Pedro Paulo avalia que o estudo traz dados suficientes para ampliar o debate sobre como a população negra é vista pela sociedade brasileira, independentemente da região em que vive ou se é maioria ou minoria do estado analisado.
“A população negra é tida como inimiga do estado brasileiro desde sempre, aquela que precisa ser controlada. Levar o racismo a sério é ver que historicamente havia os capitães do mato para controlar escravizados, depois a polícia para controlar a capoeira, até chegar nos dias de hoje. É como se tivesse uma genealogia da polícia que está conectada ao racismo historicamente”, afirma o pesquisador.
Na análise por capitais dos estados analisados, o estudo mostra que em Fortaleza, Recife e Salvador, todos os mortos pela polícia em 2020 eram negros. A taxa é de 90% no Rio de Janeiro, 70% em São Paulo e 94% em Teresina.

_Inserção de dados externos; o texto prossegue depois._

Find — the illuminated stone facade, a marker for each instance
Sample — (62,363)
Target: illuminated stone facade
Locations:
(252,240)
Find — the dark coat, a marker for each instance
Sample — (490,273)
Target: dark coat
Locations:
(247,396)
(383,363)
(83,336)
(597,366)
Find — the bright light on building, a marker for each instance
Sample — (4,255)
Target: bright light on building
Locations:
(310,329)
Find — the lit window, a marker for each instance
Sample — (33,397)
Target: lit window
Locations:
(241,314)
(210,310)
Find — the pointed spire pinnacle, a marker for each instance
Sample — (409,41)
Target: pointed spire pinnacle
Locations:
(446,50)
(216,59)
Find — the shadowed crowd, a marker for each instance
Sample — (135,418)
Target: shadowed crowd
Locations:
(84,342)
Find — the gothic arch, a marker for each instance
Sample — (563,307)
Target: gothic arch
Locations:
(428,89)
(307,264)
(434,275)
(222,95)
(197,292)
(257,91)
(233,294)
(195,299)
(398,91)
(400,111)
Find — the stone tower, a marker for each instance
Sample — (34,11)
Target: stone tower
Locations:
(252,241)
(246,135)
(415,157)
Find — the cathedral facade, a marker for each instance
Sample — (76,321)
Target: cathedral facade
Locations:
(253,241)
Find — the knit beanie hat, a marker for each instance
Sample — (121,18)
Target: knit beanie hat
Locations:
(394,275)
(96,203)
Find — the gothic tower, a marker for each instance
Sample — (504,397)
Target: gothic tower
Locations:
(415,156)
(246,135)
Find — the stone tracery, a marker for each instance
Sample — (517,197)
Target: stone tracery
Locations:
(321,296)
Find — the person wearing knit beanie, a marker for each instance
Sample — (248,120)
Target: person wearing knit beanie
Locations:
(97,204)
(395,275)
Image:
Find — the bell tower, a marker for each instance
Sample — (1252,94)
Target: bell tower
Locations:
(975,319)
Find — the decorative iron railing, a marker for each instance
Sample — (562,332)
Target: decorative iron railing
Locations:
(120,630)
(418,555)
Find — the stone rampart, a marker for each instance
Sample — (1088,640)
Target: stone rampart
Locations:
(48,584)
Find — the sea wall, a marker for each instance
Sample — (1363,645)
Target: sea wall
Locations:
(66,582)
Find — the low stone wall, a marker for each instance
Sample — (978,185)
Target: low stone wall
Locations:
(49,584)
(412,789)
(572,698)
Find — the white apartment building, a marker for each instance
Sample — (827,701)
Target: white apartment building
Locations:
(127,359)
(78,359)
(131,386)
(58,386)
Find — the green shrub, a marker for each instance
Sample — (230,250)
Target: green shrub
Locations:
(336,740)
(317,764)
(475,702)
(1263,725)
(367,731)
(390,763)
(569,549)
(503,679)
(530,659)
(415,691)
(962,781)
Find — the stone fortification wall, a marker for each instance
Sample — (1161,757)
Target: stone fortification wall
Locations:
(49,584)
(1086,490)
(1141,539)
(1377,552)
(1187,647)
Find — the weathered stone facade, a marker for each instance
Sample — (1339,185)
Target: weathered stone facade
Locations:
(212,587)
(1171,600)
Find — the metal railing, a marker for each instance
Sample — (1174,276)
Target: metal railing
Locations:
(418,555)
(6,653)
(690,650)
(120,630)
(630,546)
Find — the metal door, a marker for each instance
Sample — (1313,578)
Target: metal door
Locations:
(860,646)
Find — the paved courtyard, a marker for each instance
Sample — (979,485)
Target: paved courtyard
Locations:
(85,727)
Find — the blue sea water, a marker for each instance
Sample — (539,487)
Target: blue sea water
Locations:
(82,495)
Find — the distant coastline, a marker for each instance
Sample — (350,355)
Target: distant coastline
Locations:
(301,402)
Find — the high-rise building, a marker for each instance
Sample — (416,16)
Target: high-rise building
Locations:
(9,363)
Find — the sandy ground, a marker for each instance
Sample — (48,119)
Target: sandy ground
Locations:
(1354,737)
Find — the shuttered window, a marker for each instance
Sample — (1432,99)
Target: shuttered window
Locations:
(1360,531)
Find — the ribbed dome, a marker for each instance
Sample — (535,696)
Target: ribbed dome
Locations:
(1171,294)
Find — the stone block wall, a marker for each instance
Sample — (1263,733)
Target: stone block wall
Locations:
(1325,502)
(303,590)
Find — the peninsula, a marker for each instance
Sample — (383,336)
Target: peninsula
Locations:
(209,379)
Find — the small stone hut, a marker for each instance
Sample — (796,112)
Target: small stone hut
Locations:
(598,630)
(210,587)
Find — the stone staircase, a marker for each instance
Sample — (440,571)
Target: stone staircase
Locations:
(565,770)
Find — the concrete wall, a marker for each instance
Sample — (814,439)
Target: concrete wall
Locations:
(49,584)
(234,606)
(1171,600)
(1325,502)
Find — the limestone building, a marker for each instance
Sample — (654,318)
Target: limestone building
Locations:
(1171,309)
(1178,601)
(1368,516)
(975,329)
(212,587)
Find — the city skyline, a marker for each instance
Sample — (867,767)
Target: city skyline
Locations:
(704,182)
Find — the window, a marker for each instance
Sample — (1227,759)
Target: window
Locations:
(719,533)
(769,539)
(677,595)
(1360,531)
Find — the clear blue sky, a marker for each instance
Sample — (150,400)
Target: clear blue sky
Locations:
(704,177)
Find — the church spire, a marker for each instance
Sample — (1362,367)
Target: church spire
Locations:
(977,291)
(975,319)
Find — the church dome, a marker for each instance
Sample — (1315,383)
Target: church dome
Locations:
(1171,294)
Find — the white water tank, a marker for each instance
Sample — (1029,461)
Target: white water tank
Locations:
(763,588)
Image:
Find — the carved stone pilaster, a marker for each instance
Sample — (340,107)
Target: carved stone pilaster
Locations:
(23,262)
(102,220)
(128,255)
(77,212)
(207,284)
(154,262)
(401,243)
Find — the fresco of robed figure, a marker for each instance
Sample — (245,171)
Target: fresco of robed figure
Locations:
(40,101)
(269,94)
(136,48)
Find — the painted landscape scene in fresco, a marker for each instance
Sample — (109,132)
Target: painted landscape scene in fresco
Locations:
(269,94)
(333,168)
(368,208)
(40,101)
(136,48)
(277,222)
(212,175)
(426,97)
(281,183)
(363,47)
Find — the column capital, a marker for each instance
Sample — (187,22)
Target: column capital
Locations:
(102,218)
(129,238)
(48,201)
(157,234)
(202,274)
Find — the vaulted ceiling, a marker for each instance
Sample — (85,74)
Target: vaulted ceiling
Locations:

Solução passa por reestruturação do controle externo
Entre os números, estão casos como o de Edson Arguinez Júnior, 20, e Jhordan Luiz Natividade, 17, jovens negros mortos após serem baleados em uma ação policial em Belford Roxo (RJ) em dezembro de 2020. Câmeras de segurança flagraram um policial militar atirando nas vítimas em uma moto sem motivo aparente. O soldado Jorge Luiz Custódio e o cabo Júlio Cesar Ferreira dos Santos se tornaram réus na Justiça e respondem por homicídio qualificado.
“Eles não podiam andar de moto só porque são negros? Eu ‘tô’ colocando a minha cara a tapa porque o seu filho pode ser o próximo”, desabafa a mãe de Edson, Renata Santos de Oliveira.
Por ser uma lógica inerente à sociedade brasileira, Pedro Paulo diz acreditar que uma mudança para evitar casos do tipo passa pelo controle externo da atividade policial —função do Ministério Público—, mas não só.
“Deveríamos estar pensando numa reestruturação do controle externo da polícia. Mas não existe solução fácil, uma decisão única, que vai resolver toda essa política”, alerta Pedro Paulo.
Um estudo inédito do Fórum Brasileiro de Segurança Pública, publicado com exclusividade pelo UOL em novembro, mostra que os Ministérios Públicos do Rio de Janeiro e de São Paulo pediram à Justiça em 2016 o arquivamento de nove em cada dez casos de mortes provocadas por policiais nas capitais fluminense e paulista. Especialistas viram nos dados omissão dos MPs e falha no controle das polícias.
Os dados divulgados pela Rede de Observatórios corroboram os números mais recentes do Atlas da Violência 2021, produzido pelo Ipea (Instituto de Pesquisa Econômica Aplicada) e pelo Fórum Brasileiro de Segurança Público. O Atlas já trazia que nos últimos dez anos, uma pessoa negra teve ao menos duas vezes mais riscos de ser assassinada do que qualquer outra no Brasil.
Em 2019, essa diferença foi a segunda maior registrada no período: 2,6 vezes. Naquele ano, negros foram 75,7% das vítimas de homicídios no Brasil e eram 56,8% da população.